Butler directed her anger at Abbott’s absurd appeal to Jesus, whose teaching is based on compassion, and his use of religion to evade personal responsibility for an inhumane policy, into intense research into the experiences of asylum seekers. From their collective history she created the character, Hamed Mokri (Reza Momenzada), and the play emerged from Mokri’s struggle to escape violent civil conflict and find a place that offered an opportunity to build a safe future for his family.

Many of the situations Mokri faces – the checkpoint, the rickety plane, the crowded boat, a storm at sea – are by now familiar to us. Nevertheless, as a monologue the terrors of Mokri’s journey, so creatively staged, and performed with a driven intensity by Momenzada, would have been deeply moving. An added poignancy is achieved through the intervention of an Angel of Death (Gabrielle Scawthorn), who has been ordered by “The Host”, an abstract entity, to eliminate Mokri before he reaches his destination.

She begins committed to her task, and indifferent to Mokri’s grief for his wife and son, killed in an explosion, and to his loving protection of his surviving daughter.

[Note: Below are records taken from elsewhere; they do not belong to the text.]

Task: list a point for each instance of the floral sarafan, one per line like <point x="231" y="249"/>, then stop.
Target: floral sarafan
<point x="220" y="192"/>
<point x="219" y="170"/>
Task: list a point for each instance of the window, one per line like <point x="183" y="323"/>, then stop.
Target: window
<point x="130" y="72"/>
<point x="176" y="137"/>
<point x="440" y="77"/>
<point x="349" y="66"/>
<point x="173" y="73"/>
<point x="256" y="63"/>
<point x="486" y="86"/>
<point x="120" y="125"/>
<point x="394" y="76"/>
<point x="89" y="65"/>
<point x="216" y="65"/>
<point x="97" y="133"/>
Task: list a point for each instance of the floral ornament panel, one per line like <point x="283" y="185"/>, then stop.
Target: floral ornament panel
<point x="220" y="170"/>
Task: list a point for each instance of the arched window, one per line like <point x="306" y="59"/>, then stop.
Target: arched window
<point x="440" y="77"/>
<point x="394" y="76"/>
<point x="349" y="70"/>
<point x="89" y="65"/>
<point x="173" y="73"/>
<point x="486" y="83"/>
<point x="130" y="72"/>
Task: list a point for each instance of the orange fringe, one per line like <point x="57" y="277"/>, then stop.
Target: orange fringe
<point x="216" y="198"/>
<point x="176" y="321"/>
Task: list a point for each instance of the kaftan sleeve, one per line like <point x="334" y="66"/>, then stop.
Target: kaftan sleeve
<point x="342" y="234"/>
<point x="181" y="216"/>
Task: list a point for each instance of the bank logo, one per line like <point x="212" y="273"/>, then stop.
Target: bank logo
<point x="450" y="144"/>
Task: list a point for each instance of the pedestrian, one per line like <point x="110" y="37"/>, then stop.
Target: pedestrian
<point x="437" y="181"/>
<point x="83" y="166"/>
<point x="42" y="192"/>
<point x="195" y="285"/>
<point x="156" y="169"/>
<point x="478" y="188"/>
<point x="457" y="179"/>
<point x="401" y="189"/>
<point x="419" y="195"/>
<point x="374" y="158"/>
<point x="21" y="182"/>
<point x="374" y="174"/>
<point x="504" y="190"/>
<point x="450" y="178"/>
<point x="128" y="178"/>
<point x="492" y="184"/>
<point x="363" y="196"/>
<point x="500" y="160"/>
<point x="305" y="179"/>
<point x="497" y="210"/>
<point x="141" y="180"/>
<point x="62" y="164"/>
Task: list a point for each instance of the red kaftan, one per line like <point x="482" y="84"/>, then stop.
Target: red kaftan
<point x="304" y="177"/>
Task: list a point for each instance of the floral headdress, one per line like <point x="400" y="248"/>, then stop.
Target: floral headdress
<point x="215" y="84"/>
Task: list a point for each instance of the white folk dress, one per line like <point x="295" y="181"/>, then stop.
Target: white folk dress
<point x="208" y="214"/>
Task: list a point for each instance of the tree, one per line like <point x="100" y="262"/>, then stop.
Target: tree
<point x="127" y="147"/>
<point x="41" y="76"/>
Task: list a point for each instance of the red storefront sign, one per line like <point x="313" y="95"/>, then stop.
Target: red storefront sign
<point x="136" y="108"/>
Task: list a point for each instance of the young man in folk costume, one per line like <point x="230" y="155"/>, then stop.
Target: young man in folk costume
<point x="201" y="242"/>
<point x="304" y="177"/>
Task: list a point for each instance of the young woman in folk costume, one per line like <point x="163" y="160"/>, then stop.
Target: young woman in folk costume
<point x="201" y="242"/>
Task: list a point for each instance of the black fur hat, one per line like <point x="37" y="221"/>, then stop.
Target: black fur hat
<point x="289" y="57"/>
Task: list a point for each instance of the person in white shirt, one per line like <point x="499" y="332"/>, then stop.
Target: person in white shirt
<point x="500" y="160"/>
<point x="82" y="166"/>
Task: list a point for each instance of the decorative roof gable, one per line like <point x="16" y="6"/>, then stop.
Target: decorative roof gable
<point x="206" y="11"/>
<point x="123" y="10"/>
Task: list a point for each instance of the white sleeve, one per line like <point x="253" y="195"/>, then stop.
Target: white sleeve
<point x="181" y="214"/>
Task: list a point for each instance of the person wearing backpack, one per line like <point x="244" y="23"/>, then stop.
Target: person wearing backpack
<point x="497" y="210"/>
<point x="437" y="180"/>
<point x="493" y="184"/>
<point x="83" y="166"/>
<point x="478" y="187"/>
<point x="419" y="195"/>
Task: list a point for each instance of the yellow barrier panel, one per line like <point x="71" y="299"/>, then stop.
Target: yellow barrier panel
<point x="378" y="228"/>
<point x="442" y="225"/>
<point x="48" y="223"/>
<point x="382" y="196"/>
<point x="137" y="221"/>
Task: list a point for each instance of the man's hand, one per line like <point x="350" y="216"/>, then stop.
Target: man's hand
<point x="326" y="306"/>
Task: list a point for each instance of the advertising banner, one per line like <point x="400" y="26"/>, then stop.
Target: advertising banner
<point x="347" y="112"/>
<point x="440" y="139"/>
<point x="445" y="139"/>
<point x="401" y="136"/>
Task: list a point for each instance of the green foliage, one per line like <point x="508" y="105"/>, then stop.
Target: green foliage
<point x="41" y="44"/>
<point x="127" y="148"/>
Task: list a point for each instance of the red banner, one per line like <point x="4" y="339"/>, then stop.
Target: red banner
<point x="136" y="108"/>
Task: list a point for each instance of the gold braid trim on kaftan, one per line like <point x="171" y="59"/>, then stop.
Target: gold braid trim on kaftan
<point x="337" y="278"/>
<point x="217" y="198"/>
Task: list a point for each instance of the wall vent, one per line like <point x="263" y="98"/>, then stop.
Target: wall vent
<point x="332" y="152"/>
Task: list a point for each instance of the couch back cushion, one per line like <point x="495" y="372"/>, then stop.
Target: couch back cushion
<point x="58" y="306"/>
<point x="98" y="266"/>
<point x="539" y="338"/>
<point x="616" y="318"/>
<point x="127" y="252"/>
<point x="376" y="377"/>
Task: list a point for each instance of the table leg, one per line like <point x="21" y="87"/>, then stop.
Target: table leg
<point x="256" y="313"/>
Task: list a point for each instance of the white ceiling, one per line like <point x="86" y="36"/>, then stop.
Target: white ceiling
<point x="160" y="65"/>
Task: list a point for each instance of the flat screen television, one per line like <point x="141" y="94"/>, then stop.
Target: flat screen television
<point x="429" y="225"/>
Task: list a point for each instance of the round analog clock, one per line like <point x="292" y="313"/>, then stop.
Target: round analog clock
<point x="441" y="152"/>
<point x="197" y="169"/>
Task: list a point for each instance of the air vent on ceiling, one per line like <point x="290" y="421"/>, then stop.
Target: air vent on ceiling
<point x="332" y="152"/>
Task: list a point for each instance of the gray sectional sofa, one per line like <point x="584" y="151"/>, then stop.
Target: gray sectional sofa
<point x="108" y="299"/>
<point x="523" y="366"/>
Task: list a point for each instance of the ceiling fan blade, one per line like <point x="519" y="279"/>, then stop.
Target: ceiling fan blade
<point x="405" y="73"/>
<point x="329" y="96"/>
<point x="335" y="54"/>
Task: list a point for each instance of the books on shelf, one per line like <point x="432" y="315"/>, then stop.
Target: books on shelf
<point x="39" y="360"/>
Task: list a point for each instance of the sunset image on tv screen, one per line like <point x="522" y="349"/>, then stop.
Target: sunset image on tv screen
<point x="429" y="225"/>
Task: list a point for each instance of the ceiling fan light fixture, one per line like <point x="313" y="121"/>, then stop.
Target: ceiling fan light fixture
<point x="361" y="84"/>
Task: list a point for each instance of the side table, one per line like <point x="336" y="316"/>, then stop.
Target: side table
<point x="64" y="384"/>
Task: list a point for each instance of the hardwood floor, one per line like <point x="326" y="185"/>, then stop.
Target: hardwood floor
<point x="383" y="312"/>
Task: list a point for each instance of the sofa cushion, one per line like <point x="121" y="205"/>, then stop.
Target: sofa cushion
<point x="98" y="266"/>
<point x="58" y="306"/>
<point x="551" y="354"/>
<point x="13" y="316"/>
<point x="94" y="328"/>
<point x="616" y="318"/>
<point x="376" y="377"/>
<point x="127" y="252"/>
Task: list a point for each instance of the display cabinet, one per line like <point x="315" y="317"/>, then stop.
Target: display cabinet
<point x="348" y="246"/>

However, despite the Angel’s fear of losing her wings, the punishment demanded by The Host for disobedience, she waivers. Mokri’s all-consuming desire to save his child, to shelter her even beyond death, overcomes her “training”, and she cannot summon the will to obliterate him. The point is well made that most of us, if we were asked to take another’s life, could not carry out such an act, but we do, and can, hide behind inhumane policies that achieve the same end.

While we understand why the desperate Mokri – a personal tragedy – and the exterminating Angel – impersonal forces – do not interact at any point, the device of having both characters speak simultaneously is a perplexing choice. In addition, it feels as if the Angel has too much to say and what is said is too consciously poetical, diffusing rather than concentrating dramatic energy for much of this short play.

The set is a miracle of minimalist achievement and congratulations to the creative crew. Sheer curtains enclose Mokri in a nightmare world as they are lit by a violent explosion, simulate the horror of a massive wave or evoke the ocean’s depths. They can suggest a flock of exterminating angels hovering over the small boat or as white feathers drop one by one, the Angel’s painful sacrifice of flight.

Director Suzanne Pereira has been faithful to Butler’s vision of a world motivated by the loving heart rather than dictated to by economic policy. Her aim is to send the audience out “with questions, not answers”, and in this, Pereira, her cast, and crew, have been successful.